Apple says it sold 300,000 iPads on Day One

Monday, April 5, 2010

Here's the big question on the Monday after any big Apple launch: How many iThings were sold? This time around it was the iPad, and the official sales figures for launch day — about 300,000 — were impressive, although not nearly as stellar as some amped-up analysts had expected.
In a press release Monday morning, Apple crowed that its figure of 300,000 iPads sold as of midnight Saturday included pre-orders, sales at Apple stores, and shipments to "channel partners" like Best Buy. Apple also said that iPad users downloaded more than a million apps Saturday, along with a quarter-million volumes from the new iBookstore.

 
Impressive numbers, no doubt, especially when you consider that it took Apple about 2½ months to sell a million first-generation iPhones back in summer 2007. But Piper Jaffray analyst Gene Munster, for one, had predicted a whopping 600,000 to 700,000 total for Saturday — having on Sunday upped his initial estimate based on head counts of iPad lines from coast to coast. (As it happens, his first estimate was much closer to reality — 200,000 to 300,000.) Oops.

 
Despite the big crowds at many Apple and Best Buy locations Saturday, a healthy inventory of iPads appears to be available. The Wall Street Journal noted Monday that "few stock outages were reported."

 
That's in stark contrast with previous iPhone launches, particularly the iPhone 3G in the summer of 2008. Back then, the lines for the iPhone 3G stretched on and on for weeks (in part because of the headaches involved in activating the phones on AT&T's cellular network), with Apple stores selling out left and right. Meanwhile, as the Associated Press notes, the iPhone 3G's follow-up, the iPhone 3GS, managed to sell more than a million units in its first weekend last year. (Of course, that takes into account worldwide sales; the iPad won't go on sale in Europe until later this year.)

 
But the iPhone 3G and 3GS are second- and third-generation products. As with the iPad, sales for the original iPhone weren't exactly blistering, in part because of all the criticism about the first iPhone's lack of 3G and GPS support. The iPhone 3G, of course, added both those features and became a runaway hit, and it's quite probable that the inevitable second-generation iPad will add features missing in the current version, such as a built-in camera and multitasking support.

 
Those sentiments are echoed by Kaufman Bros. analyst Shaw Wu, who told the AP that sales of the original iPhone, while "somewhat of a disappointment" at first, began to "really take off" once later iPhones "got more refined, with more apps, better software, not to mention better prices. … We think the iPad is similar."

 
In any case, as the AP notes, sales for the iPad seem to be at least on par with that of the first iPhone, with Piper Jaffray's Munster (yes, the same big iPad over estimator) claiming that the iPad's first-day sales "exceeded those of the original iPhone in 2007." Also enthusiastic, according to the AP: Broadpoint Amtech analyst Brian Marshall, who called the iPad's showing over the weekend "fantastic," if not quite up to his estimate of a stellar $20 billion in annual sales for the current iPhone.

 
So, who exactly were all those people who waited in line for an iPad on launch day?
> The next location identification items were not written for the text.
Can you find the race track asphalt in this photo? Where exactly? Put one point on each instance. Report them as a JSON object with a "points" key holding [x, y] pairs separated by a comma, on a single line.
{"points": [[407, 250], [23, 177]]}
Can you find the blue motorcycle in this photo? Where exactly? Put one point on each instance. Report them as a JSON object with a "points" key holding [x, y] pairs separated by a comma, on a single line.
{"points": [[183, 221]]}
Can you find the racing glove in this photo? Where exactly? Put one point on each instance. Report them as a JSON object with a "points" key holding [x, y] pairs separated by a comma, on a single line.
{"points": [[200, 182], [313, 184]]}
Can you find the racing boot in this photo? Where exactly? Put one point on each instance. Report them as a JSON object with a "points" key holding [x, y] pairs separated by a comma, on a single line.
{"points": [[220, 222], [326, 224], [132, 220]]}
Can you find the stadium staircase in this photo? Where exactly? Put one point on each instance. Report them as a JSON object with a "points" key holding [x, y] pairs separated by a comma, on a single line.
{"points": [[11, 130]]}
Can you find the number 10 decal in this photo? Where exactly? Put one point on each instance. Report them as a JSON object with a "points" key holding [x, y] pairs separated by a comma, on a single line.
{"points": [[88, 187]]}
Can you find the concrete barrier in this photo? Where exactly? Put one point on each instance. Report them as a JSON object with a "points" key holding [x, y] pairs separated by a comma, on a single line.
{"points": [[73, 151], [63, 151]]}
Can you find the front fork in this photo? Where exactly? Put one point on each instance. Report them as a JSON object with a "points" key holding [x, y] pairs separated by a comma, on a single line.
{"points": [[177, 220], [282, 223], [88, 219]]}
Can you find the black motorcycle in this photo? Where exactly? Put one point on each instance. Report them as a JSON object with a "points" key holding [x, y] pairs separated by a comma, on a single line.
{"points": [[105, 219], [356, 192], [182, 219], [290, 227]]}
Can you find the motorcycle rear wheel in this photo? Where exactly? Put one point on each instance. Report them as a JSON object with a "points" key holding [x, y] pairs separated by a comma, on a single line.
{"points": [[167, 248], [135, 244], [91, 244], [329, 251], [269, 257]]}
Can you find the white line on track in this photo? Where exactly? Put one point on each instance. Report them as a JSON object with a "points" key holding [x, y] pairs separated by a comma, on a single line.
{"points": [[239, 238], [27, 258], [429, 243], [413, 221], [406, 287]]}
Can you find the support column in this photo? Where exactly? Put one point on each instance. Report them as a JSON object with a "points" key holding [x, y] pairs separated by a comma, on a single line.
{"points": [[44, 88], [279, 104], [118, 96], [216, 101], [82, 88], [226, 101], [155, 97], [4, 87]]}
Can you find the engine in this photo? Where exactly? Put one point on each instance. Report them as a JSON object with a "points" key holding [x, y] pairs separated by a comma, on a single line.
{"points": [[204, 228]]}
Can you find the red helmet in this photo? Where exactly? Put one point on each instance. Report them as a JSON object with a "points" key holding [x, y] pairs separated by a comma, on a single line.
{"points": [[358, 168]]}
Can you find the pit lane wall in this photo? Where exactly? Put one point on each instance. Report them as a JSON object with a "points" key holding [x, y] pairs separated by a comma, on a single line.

Big surprise: It appears many of them were MacHeads. A survey in New York and Minneapolis (which was issued, as reported by Fortune's Apple 2.0 blogger Philip Elmer-DeWitt, by Piper Jaffray's Munster) found that about three-quarters of them were Mac users, and two-thirds owned an iPhone. Also interesting: Only 4 percent planned to replace their desktops and/or laptops with the iPad. Seventy-four percent planned to use the iPad for Web surfing; just 34 percent said they'd use it for e-mail (perhaps leery of the iPad's on-screen keypad).

 
The big question is whether iPad sales will hold up in the ensuing days, weeks, and months. Shortly after the iPad was announced, Wall Street predicted Apple might sell about a million iPads in 12 months; as the hype began to grow, though, so did the predictions, with estimates now (according to the Journal) ranging from 3 million to 5 million in a year. Apple is off to a solid start, but whether iPad sales will remain at lofty levels remains to be seen.

 
As for me, yes, I've got my own iPad right here, and I'm still tinkering with it. Keep your eyes peeled for a review once I've given it a thorough test drive.

 
What do you think: Is the iPad a hit? A flop? Somewhere in between?

 
Ben Patterson is a technology writer for Yahoo! News.